En effet, la France a choisi Google et Microsoft pour la protection des données sensibles, Bruno Le Maire, Amélie de Montchalin et Cédric O ont présenté la stratégie nationale pour le cloud en mai de cette année. « Certaines des données les plus sensibles de l'État français et des entreprises peuvent être stockées en toute sécurité en utilisant la technologie cloud développée par Google et Microsoft, si elle est concédée à des entreprises françaises », a déclaré le Gouvernement français. Rappelons qu’à l’occasion de la conférence Criteo IA Labs qui s’était tenue à Paris le 3 octobre 2019, le ministre des Finances Bruno Le Maire avait annoncé que la France a engagé les sociétés Dassault Systemes et OVH pour élaborer des plans visant à briser la domination des entreprises américaines en matière de cloud computing et s'attend à avoir « les premiers résultats en décembre 2019 ». « Sur la base de ces résultats, nous voulons construire un cloud digne de confiance pour stocker les données les plus sensibles de nos entreprises », avait-il alors déclaré, ajoutant que le projet serait réalisé au niveau franco-allemand dans un premier temps et éventuellement au niveau européen.

Dans le cas de Hambourg, la DPA affirme avoir pris la décision d'adresser un avertissement public à la Chancellerie du Sénat après que celle-ci n'a pas fourni de réponse adéquate aux préoccupations soulevées précédemment. L'agence affirme que l'utilisation de Zoom par l'organisme public n'est pas conforme à l'exigence du GDPR d'une base juridique valide pour le traitement des données personnelles, écrivant : Le public n'est pas conforme à l'exigence du GDPR d'une base juridique valide pour le traitement des données personnelles, écrivant : « Les documents soumis par la Chancellerie du Sénat sur l'utilisation de Zoom montrent que les normes GDPR ne sont pas respectées. »

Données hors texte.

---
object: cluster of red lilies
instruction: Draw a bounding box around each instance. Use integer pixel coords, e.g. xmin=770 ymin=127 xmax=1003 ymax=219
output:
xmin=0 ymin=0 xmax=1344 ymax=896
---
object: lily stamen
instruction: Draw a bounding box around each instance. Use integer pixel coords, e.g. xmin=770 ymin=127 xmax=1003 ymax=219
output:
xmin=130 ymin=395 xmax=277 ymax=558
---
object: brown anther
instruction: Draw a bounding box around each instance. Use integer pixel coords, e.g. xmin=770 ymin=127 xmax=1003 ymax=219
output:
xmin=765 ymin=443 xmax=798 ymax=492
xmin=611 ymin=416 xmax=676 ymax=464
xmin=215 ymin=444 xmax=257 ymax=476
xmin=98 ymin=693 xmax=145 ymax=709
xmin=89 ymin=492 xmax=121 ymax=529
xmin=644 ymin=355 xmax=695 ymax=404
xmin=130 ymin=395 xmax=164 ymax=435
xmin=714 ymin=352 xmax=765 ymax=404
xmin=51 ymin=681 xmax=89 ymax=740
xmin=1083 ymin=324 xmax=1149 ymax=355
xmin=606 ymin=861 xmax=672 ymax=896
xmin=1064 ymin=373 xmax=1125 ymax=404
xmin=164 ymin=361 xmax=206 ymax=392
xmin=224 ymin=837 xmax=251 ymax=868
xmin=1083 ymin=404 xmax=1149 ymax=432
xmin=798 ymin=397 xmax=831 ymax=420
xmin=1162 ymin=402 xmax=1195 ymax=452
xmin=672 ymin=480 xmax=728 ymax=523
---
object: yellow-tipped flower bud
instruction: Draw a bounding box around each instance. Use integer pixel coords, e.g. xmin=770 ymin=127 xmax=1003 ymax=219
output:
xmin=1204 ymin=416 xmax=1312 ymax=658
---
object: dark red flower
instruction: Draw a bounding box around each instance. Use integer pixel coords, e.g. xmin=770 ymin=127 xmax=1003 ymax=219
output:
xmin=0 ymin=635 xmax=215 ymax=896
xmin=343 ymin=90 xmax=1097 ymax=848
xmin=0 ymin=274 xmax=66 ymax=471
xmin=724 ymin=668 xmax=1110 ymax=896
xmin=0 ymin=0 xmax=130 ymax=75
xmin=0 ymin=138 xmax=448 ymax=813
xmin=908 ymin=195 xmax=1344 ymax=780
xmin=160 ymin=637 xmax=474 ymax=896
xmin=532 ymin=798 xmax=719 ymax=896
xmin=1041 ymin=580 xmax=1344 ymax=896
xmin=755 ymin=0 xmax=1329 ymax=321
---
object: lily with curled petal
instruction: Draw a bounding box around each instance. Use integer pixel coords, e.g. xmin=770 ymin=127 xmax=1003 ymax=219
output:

L'APD a engagé une procédure formelle plus tôt, via une audition, le 17 juin 2021, mais affirme que la Chancellerie du Sénat n'a pas réussi à cesser d'utiliser l'outil de vidéoconférence. Elle n'a pas non plus fourni de documents ou d'arguments supplémentaires pour démontrer l'utilisation conforme. C'est pourquoi la DPA a pris la mesure d'un avertissement formel, en vertu de l'article 58, paragraphe 2, point a), du GDPR. Dans une déclaration, Ulrich Kühn, commissaire par intérim à la protection des données et à la liberté d'information de Hambourg, a qualifié d' incompréhensible le fait que l'organisme régional continue de bafouer la législation européenne pour utiliser Zoom, soulignant qu'une alternative locale, fournie par la société allemande Dataport (qui fournit des logiciels à un certain nombre d'organismes publics nationaux, régionaux et locaux), est facilement disponible.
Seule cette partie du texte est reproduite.